Coping with treatments
The clinical psychologist can also help individuals cope with their
treatments. Some people having chemotherapy become sick at the thought of
treatment. Perhaps they felt nauseous or were sick the first time they
had chemotherapy or have heard stories about sickness and chemotherapy.
This can develop into such a problem that they vomit when arriving at the
hospital. I treat this difficulty with hypnosis.
Sometimes someone will be very frightened of injections or needles to such
an extent that they faint when they see one, even before having the
injection or blood test. Again psychological therapy can help. One of my
first cancer patients was a lady who had postponed going with her breast
lump because she was so frightened of needles. She needed chemotherapy
but stated categorically that she wouldn’t be able to go through it
without help.
Some people are claustrophobic and can’t face the prospect of entering a
scanner or find it too difficult to have something covering their face
(for example during the preparation of a mould) in radiotherapy. These
patients often need psychological therapy immediately so that they can
continue with their diagnosis or treatment.

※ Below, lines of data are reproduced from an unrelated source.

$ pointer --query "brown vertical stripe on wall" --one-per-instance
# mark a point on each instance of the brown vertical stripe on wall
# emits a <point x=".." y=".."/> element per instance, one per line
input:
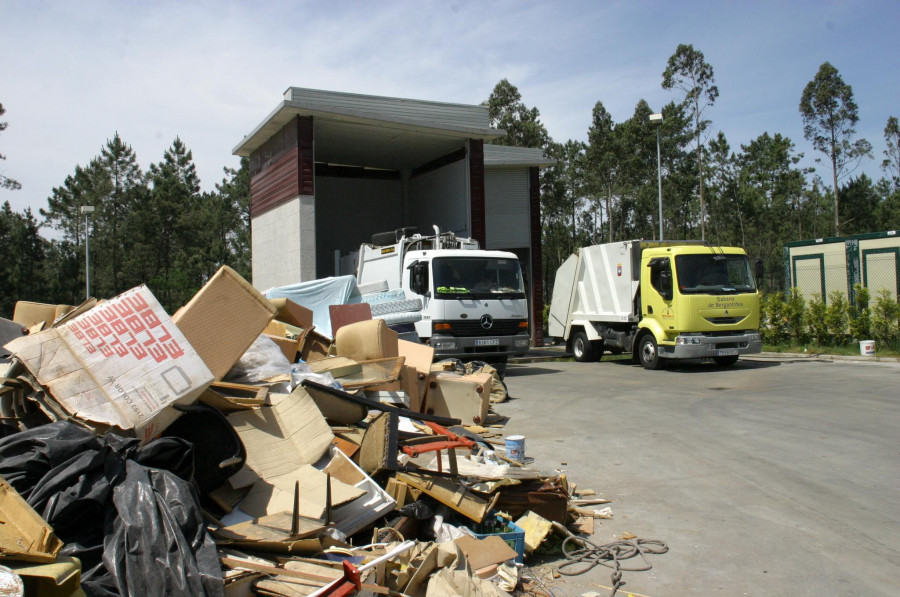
<point x="476" y="188"/>
<point x="537" y="273"/>
<point x="306" y="170"/>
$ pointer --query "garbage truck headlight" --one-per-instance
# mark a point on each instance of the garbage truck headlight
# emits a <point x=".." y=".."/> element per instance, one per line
<point x="444" y="344"/>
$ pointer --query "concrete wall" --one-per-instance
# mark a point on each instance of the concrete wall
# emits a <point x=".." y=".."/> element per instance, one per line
<point x="349" y="211"/>
<point x="277" y="237"/>
<point x="440" y="197"/>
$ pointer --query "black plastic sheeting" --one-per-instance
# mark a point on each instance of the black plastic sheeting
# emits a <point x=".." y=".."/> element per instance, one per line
<point x="128" y="512"/>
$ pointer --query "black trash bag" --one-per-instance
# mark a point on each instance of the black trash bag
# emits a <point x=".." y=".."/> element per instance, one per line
<point x="159" y="544"/>
<point x="70" y="477"/>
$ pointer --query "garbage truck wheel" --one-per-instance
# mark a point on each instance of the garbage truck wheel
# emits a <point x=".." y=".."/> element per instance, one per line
<point x="582" y="348"/>
<point x="648" y="352"/>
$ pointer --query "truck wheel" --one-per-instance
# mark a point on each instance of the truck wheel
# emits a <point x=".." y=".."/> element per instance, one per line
<point x="726" y="361"/>
<point x="648" y="352"/>
<point x="582" y="348"/>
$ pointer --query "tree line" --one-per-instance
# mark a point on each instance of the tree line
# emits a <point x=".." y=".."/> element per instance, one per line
<point x="157" y="227"/>
<point x="154" y="227"/>
<point x="756" y="196"/>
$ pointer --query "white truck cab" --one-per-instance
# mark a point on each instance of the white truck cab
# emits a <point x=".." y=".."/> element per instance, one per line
<point x="474" y="304"/>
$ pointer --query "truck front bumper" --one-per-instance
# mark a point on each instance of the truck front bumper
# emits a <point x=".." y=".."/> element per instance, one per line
<point x="700" y="347"/>
<point x="482" y="348"/>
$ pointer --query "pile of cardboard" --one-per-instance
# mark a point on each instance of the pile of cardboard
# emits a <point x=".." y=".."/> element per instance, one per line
<point x="352" y="440"/>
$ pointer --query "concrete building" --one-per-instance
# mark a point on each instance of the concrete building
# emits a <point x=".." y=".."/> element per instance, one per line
<point x="330" y="169"/>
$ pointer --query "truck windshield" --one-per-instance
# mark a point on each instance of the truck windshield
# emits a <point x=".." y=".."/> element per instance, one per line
<point x="714" y="274"/>
<point x="477" y="277"/>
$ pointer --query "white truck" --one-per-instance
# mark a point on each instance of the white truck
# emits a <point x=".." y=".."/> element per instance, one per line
<point x="473" y="301"/>
<point x="658" y="300"/>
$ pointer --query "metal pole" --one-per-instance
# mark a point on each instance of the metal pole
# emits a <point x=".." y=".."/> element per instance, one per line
<point x="659" y="179"/>
<point x="87" y="256"/>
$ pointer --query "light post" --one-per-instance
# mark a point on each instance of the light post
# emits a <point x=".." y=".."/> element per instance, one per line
<point x="86" y="211"/>
<point x="656" y="121"/>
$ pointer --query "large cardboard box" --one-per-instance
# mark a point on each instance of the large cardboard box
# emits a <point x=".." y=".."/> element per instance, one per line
<point x="30" y="314"/>
<point x="223" y="319"/>
<point x="119" y="364"/>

For some people their fears interfere with their quality of life. There
are a variety of psychological therapies that can help in this situation.
One such is cognitive-behavioural therapy, which involves looking at the
way we think about things, then challenging and modifying our thoughts and
this can influence our beliefs. I recently saw a lady two and a half
years after she had been successfully treated for Hodgkin’s disease. She
was depressed because she believed that her “time was running out”. Her
misunderstanding was that the closer she got to the “5 year survival” the
more likely it would be that she would die, she hadn’t realised that it
meant that her illness would be much less likely to come back.
Symptom control is also amenable to psychological interventions, for
example, pain can sometimes be relieved through relaxation techniques.
Other work
As well as working directly with patients, I spend time working with other
staff to help them with their work with patients. This can take the form
of advising them. It can also mean teaching and training in the
understanding of psychological problems, communication skills and
psychological interventions.
Other areas of work include audit and research. From our undergraduate
days we are taught to carry out good scientific research and that
continues to be emphasised in clinical training. In order to justify our
clinical input we need evidence and that includes research on the
psychological issues that cancer can generate as well as trials of
psychological interventions.
The National Institute of Clinical Excellence (otherwise known as NICE)
which provides guidance for both the NHS and patients on practice and
medicines, sets great store by research findings and an important part of
our work is to produce the necessary data to justify funding for
psychological care.
Although there are an increasing number of clinical psychologists working
in this field there are still not nearly enough of us, so, unfortunately,
many hospitals still do not have this service readily available. However,
all in all, the emphasis placed on good psychological care has grown over
the years.
Whilst psychologists such as myself can treat patients and spread the word
about the importance of such care, it is also down to you, the patients,
to help us make your case. Please don’t be silent.